The name Alien Scientist captures the paradox of Jeremy Rys’s work. It is playful, provocative, and unmistakably UFO-oriented, yet the work behind it is often technical, archival, and analytical. Rys is drawn to the strange not because strangeness alone is enough, but because the strange can reveal where official explanations are incomplete, where science has become too cautious, or where secrecy has prevented open inquiry.

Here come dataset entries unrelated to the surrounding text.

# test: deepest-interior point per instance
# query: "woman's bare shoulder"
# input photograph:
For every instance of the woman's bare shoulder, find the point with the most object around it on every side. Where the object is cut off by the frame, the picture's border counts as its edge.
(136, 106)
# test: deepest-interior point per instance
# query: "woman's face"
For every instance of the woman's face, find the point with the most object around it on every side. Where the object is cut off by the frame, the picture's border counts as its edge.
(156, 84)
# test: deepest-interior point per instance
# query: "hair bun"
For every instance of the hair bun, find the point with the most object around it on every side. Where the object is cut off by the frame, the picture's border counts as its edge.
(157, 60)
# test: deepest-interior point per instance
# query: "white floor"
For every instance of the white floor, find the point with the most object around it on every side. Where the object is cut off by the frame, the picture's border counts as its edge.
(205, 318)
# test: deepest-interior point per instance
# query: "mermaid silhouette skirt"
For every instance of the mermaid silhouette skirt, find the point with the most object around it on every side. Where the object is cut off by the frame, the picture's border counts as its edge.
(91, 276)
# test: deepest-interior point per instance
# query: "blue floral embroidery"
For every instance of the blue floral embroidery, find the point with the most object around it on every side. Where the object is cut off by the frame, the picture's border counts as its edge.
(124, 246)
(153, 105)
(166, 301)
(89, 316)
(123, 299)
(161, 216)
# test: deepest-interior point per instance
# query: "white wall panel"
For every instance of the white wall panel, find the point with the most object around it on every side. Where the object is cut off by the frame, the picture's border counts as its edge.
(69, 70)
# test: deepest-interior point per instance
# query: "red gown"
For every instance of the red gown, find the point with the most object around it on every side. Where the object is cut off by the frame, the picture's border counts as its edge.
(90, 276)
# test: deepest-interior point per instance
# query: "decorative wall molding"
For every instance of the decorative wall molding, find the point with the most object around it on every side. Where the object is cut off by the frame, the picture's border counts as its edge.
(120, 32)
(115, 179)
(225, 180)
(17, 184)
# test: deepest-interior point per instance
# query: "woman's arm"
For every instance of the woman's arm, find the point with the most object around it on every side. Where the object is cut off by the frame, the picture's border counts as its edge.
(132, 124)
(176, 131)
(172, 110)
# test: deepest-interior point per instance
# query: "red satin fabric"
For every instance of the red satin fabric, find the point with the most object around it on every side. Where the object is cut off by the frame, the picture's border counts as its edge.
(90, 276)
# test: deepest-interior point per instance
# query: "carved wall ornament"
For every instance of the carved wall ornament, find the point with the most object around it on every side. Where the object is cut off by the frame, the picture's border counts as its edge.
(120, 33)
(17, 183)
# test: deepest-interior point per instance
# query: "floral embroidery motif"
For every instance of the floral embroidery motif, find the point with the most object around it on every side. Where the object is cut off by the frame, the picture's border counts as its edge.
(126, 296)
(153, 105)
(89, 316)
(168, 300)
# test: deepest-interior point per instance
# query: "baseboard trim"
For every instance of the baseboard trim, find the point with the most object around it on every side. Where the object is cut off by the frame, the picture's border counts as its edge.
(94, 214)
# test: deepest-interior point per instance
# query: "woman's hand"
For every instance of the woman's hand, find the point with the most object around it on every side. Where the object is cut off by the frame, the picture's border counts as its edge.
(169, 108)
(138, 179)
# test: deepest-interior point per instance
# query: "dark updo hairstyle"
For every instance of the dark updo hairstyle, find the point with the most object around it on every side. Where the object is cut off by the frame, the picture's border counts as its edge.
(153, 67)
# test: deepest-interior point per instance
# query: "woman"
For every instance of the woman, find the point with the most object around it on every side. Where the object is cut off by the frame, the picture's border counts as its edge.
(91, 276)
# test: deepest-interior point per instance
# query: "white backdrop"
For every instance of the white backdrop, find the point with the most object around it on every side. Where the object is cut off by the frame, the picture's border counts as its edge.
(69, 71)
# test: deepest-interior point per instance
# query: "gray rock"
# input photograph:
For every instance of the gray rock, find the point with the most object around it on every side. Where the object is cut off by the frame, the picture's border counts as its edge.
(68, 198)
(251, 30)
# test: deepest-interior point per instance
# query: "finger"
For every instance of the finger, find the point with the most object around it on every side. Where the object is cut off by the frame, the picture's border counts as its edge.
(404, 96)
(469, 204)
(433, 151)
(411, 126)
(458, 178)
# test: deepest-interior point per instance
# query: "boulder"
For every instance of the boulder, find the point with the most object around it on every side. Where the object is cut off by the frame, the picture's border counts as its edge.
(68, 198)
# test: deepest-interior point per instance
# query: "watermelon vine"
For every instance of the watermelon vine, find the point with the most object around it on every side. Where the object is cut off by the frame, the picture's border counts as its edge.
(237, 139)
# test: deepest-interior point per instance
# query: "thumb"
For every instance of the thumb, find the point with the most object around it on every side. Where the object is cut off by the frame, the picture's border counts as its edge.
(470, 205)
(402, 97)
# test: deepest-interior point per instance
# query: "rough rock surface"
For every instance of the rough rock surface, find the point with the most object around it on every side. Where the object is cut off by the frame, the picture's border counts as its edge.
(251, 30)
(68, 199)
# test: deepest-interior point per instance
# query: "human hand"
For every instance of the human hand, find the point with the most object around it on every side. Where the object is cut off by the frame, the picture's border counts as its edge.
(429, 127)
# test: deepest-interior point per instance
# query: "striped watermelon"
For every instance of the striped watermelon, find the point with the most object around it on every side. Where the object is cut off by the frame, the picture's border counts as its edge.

In that sense, Jeremy Rys represents a particular kind of independent researcher: someone operating outside universities, defense contractors, and mainstream scientific institutions, but still working to connect evidence, physics, history, and public accountability. His work with APEC has helped create a serious forum for alternative propulsion ideas. His AlienScientist channel has preserved years of interviews, investigations, and technical commentary. His disclosure activism keeps pressure on the question of what governments and aerospace institutions know, what they have hidden, and what should be released to the public.

Why It Matters

Jeremy Rys’s work matters because the UFO and advanced-propulsion conversation often collapses into two extremes: uncritical belief or reflexive dismissal. Rys occupies the difficult space between them. He treats extraordinary claims as worthy of investigation, but not automatically worthy of belief. He asks whether exotic propulsion concepts can be tested, whether old aerospace mysteries can be reconstructed, whether official secrecy has distorted scientific history, and whether disclosure should include not only stories, but documents, materials, engineering data, and institutional accountability.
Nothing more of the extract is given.